第十話:開く視界

 結論から言うと、視界は雲の上まで動かせたし、空間が開いていれば室内への移動も支障なかった。更には聴覚も移動できた。しかも聴覚の方はレンフロが知覚したことのある場所なら壁を超えることも可能だった。ちなみに嗅覚は元々あった位置から動かせなかった。

「素晴らしいですね陛下! この城で陛下に隠し事など誰もできませんね!」

 そこまで試したところで、興奮していたアンネリザがかくりと首を横に倒して動きを止めた。操り人形の糸が切れたような動きで、レンフロは少し驚いたが、あまり表情には出ないため、気付かれない。

「…そういえば、陛下はお食事はどうされているのですか? 首を戻されるのですか?」

「ああ、私は、あまり空腹は感じない。首を据えて朝食を摂った後は食べずに過ごす」

 首が傾いたまま大きく目が見開く。少し怖いなと思ったがそれを口に出すレンフロではない。
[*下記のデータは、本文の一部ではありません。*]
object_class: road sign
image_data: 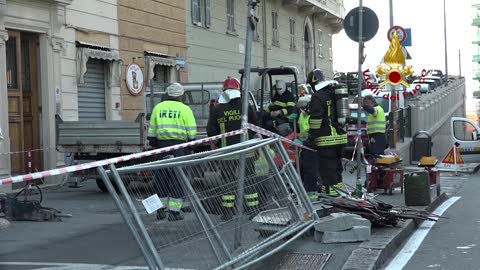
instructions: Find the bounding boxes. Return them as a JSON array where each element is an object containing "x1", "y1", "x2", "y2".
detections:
[
  {"x1": 442, "y1": 146, "x2": 465, "y2": 164},
  {"x1": 343, "y1": 7, "x2": 378, "y2": 42},
  {"x1": 401, "y1": 28, "x2": 412, "y2": 47},
  {"x1": 387, "y1": 25, "x2": 407, "y2": 44}
]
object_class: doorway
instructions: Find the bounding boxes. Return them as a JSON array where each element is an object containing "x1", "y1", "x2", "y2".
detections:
[{"x1": 6, "y1": 30, "x2": 43, "y2": 175}]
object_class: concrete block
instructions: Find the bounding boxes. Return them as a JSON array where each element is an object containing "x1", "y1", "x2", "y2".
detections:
[
  {"x1": 0, "y1": 218, "x2": 10, "y2": 230},
  {"x1": 322, "y1": 226, "x2": 370, "y2": 244},
  {"x1": 315, "y1": 213, "x2": 370, "y2": 232}
]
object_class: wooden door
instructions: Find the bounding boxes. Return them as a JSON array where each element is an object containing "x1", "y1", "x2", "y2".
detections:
[{"x1": 6, "y1": 31, "x2": 42, "y2": 175}]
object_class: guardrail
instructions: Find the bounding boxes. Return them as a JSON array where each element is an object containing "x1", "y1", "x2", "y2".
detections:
[{"x1": 387, "y1": 78, "x2": 465, "y2": 149}]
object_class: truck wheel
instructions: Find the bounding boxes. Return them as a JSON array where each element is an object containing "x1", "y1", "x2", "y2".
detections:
[{"x1": 96, "y1": 178, "x2": 119, "y2": 192}]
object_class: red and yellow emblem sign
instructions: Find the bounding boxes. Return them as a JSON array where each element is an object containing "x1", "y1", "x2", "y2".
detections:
[{"x1": 376, "y1": 31, "x2": 413, "y2": 87}]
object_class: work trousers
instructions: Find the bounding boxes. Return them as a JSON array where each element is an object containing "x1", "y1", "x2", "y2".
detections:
[
  {"x1": 302, "y1": 146, "x2": 343, "y2": 192},
  {"x1": 154, "y1": 140, "x2": 188, "y2": 199}
]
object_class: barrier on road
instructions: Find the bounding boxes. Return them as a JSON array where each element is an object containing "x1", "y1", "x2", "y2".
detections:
[{"x1": 98, "y1": 138, "x2": 318, "y2": 269}]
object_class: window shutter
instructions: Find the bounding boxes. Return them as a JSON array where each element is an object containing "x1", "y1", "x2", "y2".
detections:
[
  {"x1": 205, "y1": 0, "x2": 211, "y2": 28},
  {"x1": 192, "y1": 0, "x2": 200, "y2": 25}
]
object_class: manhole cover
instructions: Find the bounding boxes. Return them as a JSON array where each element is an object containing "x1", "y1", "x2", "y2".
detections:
[{"x1": 275, "y1": 253, "x2": 331, "y2": 270}]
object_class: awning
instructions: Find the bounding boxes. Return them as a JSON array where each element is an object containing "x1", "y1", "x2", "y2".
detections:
[
  {"x1": 145, "y1": 51, "x2": 176, "y2": 84},
  {"x1": 77, "y1": 41, "x2": 122, "y2": 86}
]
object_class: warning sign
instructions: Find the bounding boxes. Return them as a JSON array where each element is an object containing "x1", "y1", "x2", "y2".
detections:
[{"x1": 442, "y1": 146, "x2": 465, "y2": 164}]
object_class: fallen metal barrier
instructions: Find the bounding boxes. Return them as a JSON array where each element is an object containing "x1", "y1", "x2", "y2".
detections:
[{"x1": 98, "y1": 138, "x2": 318, "y2": 269}]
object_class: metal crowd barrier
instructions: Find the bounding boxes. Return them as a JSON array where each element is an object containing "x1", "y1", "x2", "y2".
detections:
[{"x1": 98, "y1": 138, "x2": 318, "y2": 269}]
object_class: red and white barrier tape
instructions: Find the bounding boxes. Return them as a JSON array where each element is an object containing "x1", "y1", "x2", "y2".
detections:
[
  {"x1": 247, "y1": 123, "x2": 316, "y2": 152},
  {"x1": 0, "y1": 129, "x2": 246, "y2": 186}
]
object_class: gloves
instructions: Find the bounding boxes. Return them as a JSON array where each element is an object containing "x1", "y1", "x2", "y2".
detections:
[
  {"x1": 293, "y1": 139, "x2": 303, "y2": 145},
  {"x1": 270, "y1": 110, "x2": 282, "y2": 118},
  {"x1": 290, "y1": 113, "x2": 298, "y2": 122}
]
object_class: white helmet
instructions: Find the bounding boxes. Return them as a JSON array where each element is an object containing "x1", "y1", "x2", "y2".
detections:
[
  {"x1": 314, "y1": 80, "x2": 338, "y2": 91},
  {"x1": 275, "y1": 80, "x2": 287, "y2": 95},
  {"x1": 297, "y1": 96, "x2": 311, "y2": 109}
]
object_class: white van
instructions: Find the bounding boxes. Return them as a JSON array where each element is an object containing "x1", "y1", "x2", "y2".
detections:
[{"x1": 450, "y1": 117, "x2": 480, "y2": 163}]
「え、一日に一食、ですか? それだけで毎日働いていらっしゃるのですか? 陛下の活動効率、素晴らし過ぎますね。私、朝も昼も夜も食べておやつと時々夜食も食べますよ。その上でだらけて働かない日だってありますし。陛下働き過ぎなのではないですか? 大丈夫ですか? お疲れになったりするのでは…あっ、そういえば精霊は眠らないとも聞きます。まさか陛下、お休みになることも…」

「いや、夜になれば眠る」

「良かったです」

 一人で激しく盛り上がり、安心しましたとほっと肩から力を抜く姿に、思わず笑ってしまう。

「きっとアケチの姫君は、力一杯生きているからだろう」

 自分の仕事の多くは前例に従って大して考えずに決まることも多い。一食が労力に見合っているのだと、自嘲気味に思う。目の前で、瞳を輝かせながらこんなにも楽しげに生きているアンネリザを見れば、なおのこと、自分がどれだけ日々をこなしていただけかが解る。
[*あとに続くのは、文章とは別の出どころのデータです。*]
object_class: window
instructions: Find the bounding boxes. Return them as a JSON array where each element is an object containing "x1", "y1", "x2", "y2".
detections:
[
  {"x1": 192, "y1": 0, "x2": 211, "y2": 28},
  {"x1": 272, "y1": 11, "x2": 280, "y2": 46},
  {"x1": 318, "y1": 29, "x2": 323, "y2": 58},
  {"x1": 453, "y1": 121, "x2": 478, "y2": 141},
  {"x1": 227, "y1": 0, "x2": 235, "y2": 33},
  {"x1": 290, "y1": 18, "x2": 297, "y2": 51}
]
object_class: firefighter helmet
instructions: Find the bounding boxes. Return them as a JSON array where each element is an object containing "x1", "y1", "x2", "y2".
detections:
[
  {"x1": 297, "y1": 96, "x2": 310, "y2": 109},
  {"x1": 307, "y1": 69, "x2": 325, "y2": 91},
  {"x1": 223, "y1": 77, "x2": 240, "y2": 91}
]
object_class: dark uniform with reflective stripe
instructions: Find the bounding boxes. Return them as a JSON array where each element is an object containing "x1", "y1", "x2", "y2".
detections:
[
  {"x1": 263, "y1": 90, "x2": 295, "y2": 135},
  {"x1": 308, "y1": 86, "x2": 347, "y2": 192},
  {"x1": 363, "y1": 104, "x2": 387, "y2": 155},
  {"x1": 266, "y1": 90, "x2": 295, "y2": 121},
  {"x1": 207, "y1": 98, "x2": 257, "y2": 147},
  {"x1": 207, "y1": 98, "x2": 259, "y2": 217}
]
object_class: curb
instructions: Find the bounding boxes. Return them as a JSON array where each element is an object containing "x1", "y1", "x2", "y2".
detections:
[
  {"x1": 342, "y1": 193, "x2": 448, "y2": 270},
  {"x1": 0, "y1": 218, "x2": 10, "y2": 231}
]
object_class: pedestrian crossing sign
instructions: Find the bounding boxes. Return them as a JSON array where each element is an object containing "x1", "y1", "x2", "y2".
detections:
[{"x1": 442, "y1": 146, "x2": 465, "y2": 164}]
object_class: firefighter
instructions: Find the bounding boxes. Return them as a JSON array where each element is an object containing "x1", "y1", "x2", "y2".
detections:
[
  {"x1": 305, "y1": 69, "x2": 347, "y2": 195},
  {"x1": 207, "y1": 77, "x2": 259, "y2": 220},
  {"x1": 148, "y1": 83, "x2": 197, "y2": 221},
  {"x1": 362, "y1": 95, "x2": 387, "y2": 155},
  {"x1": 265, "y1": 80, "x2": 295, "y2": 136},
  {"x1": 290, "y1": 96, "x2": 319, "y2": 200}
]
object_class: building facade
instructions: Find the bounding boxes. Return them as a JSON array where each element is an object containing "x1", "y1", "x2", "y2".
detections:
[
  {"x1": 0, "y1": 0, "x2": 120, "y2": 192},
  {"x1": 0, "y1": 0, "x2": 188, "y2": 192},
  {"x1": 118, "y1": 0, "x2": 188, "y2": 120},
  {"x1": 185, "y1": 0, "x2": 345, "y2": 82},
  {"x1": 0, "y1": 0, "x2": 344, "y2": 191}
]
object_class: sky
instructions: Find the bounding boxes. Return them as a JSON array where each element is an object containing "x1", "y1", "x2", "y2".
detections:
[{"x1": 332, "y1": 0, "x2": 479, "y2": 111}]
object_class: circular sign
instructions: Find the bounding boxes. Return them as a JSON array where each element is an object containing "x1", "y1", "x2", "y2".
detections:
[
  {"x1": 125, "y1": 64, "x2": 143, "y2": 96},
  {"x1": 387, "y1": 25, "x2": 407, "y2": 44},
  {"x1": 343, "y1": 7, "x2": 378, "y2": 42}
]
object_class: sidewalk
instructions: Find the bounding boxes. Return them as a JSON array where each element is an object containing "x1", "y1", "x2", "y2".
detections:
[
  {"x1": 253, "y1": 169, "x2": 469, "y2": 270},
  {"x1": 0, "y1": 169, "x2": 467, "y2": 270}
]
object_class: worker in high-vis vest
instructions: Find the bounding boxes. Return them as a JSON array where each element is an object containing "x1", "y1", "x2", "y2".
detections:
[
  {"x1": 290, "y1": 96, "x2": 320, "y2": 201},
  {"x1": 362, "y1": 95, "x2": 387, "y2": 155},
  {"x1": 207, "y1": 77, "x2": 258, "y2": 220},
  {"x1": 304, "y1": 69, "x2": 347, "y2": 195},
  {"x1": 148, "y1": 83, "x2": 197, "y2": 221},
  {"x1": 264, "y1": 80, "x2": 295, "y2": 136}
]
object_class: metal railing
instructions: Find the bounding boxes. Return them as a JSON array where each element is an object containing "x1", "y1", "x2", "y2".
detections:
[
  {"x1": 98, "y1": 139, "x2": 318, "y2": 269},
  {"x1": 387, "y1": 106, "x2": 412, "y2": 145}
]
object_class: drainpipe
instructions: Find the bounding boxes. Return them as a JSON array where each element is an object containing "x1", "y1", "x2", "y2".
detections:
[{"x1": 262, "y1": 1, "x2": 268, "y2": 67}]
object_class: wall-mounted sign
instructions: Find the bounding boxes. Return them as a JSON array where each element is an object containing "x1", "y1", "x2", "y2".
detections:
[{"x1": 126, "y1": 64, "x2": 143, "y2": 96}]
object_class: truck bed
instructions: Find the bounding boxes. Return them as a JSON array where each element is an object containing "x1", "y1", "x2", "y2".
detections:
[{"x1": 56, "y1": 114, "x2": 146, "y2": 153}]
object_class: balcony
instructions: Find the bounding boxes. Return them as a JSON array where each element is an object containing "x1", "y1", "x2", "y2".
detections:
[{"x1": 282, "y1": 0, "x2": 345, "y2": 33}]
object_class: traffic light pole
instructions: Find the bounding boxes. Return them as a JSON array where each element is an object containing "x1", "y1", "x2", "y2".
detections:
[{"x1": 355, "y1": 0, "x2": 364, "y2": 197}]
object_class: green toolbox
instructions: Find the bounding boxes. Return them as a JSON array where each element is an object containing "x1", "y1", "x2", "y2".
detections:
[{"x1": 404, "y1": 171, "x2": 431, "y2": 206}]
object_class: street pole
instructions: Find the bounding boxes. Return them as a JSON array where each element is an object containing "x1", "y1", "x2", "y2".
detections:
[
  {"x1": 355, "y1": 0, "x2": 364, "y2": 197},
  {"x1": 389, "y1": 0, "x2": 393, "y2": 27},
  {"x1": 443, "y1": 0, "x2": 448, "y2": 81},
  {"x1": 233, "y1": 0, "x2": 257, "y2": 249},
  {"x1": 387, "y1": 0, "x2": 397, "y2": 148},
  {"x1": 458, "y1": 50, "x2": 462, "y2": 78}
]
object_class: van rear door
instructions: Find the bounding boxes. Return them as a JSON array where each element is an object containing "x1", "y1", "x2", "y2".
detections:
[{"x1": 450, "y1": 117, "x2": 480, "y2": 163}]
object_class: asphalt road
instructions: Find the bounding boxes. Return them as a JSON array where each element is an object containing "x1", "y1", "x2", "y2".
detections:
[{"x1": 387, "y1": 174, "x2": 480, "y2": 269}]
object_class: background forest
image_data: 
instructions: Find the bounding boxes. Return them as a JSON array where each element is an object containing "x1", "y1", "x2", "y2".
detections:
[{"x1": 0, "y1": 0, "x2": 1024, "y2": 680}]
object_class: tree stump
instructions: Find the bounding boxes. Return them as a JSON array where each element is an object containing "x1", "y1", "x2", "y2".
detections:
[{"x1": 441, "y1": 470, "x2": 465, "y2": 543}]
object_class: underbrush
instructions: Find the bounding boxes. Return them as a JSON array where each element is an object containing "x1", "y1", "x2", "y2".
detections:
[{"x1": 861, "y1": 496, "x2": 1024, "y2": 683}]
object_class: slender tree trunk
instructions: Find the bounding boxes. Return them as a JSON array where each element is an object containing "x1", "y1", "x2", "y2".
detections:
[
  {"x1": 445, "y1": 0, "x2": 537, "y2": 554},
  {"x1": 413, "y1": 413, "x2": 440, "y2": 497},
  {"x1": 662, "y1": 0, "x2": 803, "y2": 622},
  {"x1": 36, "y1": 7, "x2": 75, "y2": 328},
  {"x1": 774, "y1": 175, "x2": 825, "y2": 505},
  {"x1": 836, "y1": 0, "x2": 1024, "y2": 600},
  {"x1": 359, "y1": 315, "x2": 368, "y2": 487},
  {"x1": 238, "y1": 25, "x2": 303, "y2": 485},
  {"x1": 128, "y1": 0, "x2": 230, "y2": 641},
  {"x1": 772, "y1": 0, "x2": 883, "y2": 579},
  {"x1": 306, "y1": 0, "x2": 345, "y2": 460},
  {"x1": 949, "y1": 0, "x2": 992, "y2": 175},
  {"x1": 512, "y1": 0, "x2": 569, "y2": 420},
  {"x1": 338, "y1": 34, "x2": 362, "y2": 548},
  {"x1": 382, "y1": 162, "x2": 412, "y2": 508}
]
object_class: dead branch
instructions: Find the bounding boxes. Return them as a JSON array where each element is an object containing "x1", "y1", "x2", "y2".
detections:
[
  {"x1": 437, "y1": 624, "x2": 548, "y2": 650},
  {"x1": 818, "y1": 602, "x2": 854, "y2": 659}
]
 褒められていると思える言葉に快活な笑い声で、不快さなど感じなかったが、ただ不思議できょとんとしてしまう。

「あの、生きていくのに、力を使わないのなら、何に使うのですか?」

 力一杯生きる。それはアンネリザにとってあまりにも当たり前のことだった。というより、生きている以上力を使うのは生きていくこと以外に無いだろうと考えている。

「ふっ! ははは!」

 ついにレンフロが腹に手を当てて笑い出した。

 アンネリザとしてはどうしようもない。響く笑い声に疑問を浮かべながら、腹筋が痛いと訴えるレンフロを見守るだけだ。

 立てなくなるほど笑った後で、仕切り直すように咳払いをして向き合われる。

「すまなかった」

「いえ、かまいません。たまに義兄達にもされますので」

 サイレントでしかし笑い過ぎてその場に崩れ落ちる長姉の夫や、涙を浮かべて謝りながらも笑い声を抑えられないでいたすぐ上の姉の夫のことが頭を過る。他の義兄達も大小の違いはあれどよく笑う。自分が笑われるに足る馬鹿なことをしでかした時もあれば、特に思い当たることがない時もある。どちらにせよアンネリザにとっては慣れっこだ。

「そうなのか」

「はい。崖のお…」

「がけのぅ?」

「す、すみません。違います。間違えました」

 うっかり口を滑らせた。

 コレトーが脳内で、バレるなってい言いましたよね、と激しく訴えかけてくる。とてつもない剣幕で、よりにもよってなんで国王陛下の前でやらかすんです、と責め立てられる。

 実際のアンネリザは談話室に入ったあたりからコレトー卒倒ものの令嬢としては大失態を国王の前で披露し続けていたのだが、彼女の中では崖の王の話がバレなければコレトーは怒らないという謎の条件付けが出来ていたので今になって脳内コレトーが騒ぎ出した。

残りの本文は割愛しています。